Although she takes great pride in her work performance, Pitts was completely surprised to learn of her distinction.
“At first, I felt speechless — which is unusual for me — and then disbelief as this could not be true,” said Pitts. “So I read the email several times over and realized it was legitimate. I was so happy and felt extremely honored to just be nominated but to actual win such a prestigious award was amazing. I definitely felt honored, grateful and blessed in so many ways to have won this award.”
Her excitement is typical. Most employees who are recognized for their performance embrace a level of satisfaction at a job well done, but behind her satisfied smile lays a sense of relief. It is a relief only found at the end of a long, arduous journey.

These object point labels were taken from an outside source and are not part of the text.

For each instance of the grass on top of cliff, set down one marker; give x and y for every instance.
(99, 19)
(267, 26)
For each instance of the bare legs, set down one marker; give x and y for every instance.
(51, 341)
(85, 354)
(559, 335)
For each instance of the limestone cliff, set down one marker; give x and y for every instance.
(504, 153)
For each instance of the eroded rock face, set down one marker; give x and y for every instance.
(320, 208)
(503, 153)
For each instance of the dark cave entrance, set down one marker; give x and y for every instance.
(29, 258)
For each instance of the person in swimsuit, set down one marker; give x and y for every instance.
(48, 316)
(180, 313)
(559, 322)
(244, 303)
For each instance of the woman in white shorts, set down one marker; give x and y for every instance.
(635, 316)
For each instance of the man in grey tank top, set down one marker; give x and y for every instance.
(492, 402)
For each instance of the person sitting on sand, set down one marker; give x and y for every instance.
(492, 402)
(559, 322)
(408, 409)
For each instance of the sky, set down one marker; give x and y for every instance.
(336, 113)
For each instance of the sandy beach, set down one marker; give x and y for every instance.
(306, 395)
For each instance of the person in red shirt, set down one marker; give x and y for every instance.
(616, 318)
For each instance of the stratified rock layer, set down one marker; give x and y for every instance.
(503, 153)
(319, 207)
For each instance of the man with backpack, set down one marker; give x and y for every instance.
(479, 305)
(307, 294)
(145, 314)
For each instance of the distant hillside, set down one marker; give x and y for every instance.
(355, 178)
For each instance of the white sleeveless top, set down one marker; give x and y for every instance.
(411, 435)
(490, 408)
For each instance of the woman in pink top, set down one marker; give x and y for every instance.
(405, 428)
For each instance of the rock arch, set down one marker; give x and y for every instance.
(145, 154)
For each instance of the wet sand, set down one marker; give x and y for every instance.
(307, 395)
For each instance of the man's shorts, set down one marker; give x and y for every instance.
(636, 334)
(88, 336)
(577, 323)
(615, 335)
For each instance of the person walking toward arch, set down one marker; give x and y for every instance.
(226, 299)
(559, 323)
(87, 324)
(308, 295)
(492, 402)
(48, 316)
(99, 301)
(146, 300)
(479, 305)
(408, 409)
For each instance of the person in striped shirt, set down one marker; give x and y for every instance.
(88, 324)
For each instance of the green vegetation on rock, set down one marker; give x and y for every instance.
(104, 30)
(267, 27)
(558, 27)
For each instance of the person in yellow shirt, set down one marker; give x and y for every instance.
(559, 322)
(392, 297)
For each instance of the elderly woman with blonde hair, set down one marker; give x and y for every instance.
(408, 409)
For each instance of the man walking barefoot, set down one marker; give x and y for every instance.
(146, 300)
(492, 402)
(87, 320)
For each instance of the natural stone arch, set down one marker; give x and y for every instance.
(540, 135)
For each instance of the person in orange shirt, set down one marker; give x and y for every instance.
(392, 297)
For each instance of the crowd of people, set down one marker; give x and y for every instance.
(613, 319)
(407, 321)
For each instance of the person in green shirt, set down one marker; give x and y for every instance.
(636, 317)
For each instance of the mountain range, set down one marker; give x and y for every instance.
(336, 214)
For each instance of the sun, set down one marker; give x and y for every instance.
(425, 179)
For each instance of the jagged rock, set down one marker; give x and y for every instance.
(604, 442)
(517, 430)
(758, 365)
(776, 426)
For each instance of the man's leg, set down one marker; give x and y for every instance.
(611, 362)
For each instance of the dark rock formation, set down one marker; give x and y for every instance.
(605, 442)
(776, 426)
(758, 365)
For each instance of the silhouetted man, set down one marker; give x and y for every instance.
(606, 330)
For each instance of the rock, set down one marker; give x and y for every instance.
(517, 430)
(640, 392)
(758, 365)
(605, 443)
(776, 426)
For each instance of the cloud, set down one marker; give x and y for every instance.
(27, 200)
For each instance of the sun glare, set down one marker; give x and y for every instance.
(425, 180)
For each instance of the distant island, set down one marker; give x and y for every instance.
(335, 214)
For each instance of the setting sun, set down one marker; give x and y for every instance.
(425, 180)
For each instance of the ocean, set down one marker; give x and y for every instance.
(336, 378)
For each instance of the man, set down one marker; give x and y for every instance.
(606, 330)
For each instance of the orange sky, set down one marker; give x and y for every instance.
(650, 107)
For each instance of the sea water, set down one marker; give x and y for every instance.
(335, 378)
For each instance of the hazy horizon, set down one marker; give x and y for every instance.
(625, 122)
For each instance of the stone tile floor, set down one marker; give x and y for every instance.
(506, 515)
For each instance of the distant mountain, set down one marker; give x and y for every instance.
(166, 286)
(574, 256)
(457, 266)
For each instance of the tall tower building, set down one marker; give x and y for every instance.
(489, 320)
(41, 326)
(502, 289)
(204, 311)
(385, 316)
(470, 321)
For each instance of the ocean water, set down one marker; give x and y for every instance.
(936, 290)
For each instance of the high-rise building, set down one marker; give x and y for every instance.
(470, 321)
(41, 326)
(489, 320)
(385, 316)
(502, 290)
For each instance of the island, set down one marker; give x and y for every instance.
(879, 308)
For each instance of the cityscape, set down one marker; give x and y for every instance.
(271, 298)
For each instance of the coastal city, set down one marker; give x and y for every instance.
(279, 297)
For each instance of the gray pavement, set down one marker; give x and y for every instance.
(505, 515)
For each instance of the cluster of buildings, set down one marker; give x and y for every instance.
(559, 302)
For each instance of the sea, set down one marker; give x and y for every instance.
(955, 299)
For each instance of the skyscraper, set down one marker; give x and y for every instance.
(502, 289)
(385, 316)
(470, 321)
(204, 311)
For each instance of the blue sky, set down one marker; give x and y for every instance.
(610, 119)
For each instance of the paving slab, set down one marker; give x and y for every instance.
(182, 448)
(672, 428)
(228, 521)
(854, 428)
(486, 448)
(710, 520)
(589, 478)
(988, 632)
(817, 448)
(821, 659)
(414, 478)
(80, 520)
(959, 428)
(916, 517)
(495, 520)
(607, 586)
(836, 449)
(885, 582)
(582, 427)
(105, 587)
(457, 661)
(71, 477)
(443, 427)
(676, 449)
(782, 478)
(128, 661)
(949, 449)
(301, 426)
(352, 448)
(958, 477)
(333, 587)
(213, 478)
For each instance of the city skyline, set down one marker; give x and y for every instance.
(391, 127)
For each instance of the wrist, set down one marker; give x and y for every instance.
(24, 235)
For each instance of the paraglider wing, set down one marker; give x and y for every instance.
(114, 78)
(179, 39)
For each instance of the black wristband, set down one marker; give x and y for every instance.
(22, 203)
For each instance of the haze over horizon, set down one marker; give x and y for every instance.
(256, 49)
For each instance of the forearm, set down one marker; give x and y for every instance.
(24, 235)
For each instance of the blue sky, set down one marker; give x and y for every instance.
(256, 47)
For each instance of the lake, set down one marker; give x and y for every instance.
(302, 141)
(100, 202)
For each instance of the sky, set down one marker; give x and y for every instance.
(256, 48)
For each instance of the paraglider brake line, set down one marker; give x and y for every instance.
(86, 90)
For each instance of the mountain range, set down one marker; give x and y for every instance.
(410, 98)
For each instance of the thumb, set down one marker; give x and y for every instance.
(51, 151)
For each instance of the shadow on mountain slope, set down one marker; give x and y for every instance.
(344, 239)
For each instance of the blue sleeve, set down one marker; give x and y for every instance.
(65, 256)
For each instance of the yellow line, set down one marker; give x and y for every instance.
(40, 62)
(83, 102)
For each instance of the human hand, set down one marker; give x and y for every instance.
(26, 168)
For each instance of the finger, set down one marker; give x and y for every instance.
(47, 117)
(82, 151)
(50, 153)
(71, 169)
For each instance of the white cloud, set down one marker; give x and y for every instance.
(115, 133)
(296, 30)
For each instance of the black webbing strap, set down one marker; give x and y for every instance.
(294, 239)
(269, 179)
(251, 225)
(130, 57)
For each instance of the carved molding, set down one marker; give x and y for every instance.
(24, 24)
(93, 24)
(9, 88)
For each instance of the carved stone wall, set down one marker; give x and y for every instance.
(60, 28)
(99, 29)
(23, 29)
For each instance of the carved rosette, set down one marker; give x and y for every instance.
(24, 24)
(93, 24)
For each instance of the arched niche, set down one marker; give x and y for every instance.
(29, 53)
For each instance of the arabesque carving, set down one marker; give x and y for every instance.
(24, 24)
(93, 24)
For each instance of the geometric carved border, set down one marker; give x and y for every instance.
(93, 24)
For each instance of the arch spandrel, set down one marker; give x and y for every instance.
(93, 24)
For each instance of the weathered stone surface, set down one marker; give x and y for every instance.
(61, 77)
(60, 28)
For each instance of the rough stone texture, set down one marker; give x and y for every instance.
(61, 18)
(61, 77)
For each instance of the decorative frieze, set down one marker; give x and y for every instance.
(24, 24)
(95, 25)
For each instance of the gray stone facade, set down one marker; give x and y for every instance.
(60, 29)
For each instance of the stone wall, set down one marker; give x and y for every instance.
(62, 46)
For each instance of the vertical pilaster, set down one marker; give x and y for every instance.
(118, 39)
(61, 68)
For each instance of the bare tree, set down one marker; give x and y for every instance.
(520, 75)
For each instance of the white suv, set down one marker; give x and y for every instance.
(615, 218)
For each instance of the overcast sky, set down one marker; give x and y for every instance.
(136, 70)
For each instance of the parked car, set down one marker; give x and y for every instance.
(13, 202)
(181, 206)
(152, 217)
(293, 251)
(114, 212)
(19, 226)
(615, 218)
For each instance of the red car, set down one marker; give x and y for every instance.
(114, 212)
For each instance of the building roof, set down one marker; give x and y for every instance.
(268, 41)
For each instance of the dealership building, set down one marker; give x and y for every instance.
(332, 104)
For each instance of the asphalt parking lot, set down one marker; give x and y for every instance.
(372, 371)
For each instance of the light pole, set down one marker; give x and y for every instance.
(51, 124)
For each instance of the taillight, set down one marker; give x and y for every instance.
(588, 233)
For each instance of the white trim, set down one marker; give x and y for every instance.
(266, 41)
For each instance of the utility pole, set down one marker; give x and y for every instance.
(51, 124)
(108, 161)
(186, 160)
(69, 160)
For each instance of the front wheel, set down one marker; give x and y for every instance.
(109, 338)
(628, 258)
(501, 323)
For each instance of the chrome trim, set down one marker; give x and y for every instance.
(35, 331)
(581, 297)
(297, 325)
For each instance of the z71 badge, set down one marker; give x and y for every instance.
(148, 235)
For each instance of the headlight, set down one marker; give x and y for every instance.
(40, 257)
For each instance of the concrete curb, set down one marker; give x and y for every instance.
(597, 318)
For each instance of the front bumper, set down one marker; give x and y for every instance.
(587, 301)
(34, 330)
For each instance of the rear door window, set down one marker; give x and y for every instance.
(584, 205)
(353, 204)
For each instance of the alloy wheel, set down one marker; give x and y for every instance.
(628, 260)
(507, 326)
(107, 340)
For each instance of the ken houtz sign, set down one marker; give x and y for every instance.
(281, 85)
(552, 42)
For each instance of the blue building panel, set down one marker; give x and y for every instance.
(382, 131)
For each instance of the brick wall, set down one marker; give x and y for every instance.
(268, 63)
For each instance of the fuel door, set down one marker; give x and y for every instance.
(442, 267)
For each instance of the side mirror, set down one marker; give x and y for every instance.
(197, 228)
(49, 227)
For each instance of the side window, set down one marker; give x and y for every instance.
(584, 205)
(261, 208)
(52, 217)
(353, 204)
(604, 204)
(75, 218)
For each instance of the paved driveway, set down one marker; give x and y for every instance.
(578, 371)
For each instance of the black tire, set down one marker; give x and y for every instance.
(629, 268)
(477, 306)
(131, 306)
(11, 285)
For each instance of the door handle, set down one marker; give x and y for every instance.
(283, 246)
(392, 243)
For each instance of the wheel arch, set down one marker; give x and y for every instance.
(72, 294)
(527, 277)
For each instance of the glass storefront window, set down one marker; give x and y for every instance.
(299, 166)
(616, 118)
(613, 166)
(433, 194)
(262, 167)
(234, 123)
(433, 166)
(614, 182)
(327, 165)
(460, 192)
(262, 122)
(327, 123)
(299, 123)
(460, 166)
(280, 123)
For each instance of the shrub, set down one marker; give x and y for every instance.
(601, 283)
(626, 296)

“It was a huge struggle trying to find a job with a disability back in the mid-1980s,” said Pitts. “I am thankful my parents were understanding and supported me through this time. After hundreds — not even kidding on this number — of resumes and interviews later, I was selected to participate in an unpaid work experience program with Goodwill Industries and the Air Force. Basically it was to get work experience for people with disabilities to make them favorable in the work place.”
She initially worked unpaid for nine months with no promise of future employment. As an additional challenge, the government was operating under a hiring freeze at the time.
“I decided to extend an additional four months to see if the freeze would be lifted the following fiscal year,” said Pitts. “It was, and I was hired immediately as a GS-03 property clerk. So to answer your question of why I decided to dedicate my life to public service, in my mind it chose me. The Air Force was the only one that didn’t worry about the disability and my appearance. They cared about me and that given the chance, I could do the job.”
According to Linda Galimore, DCMA’s Equal Employment Opportunity director, this mindset perfectly aligns with the agency’s hiring practices.
“DCMA is committed to equal employment opportunities for individuals with disabilities in all aspects of employment,” said Galimore. “As an organization, we seek the best and brightest performers at every level. This is vital to our warfighter support mission, and individuals with disabilities play a key role in that mission. Hiring officials must consider using various recruitment sources and hiring authorities available to them. A big myth is people with disabilities are not as competent and/or won’t contribute as equally as people without disabilities. This is not true at all. The fact of the matter is that people with disabilities are as productive as people without disabilities, once reasonable accommodation needs are fulfilled. Our diversity is our strength.”
As each new day arrives, Pitts finds strength in patriotism and comfort in knowing her work helps ensure America’s freedoms.
“Our warfighter is our top priority,” she said. “DCMA supports the warfighter by ensuring supplies and services are delivered on time, at the right price and of the highest quality. We directly contribute to military readiness and assist in protecting the nation’s freedom. Every DCMA employee supports this mission as we all have someone that serves our country, whether it’s a family member, friend, or neighbor. It is very important to all of us to keep them safe while on the front lines protecting all of us.”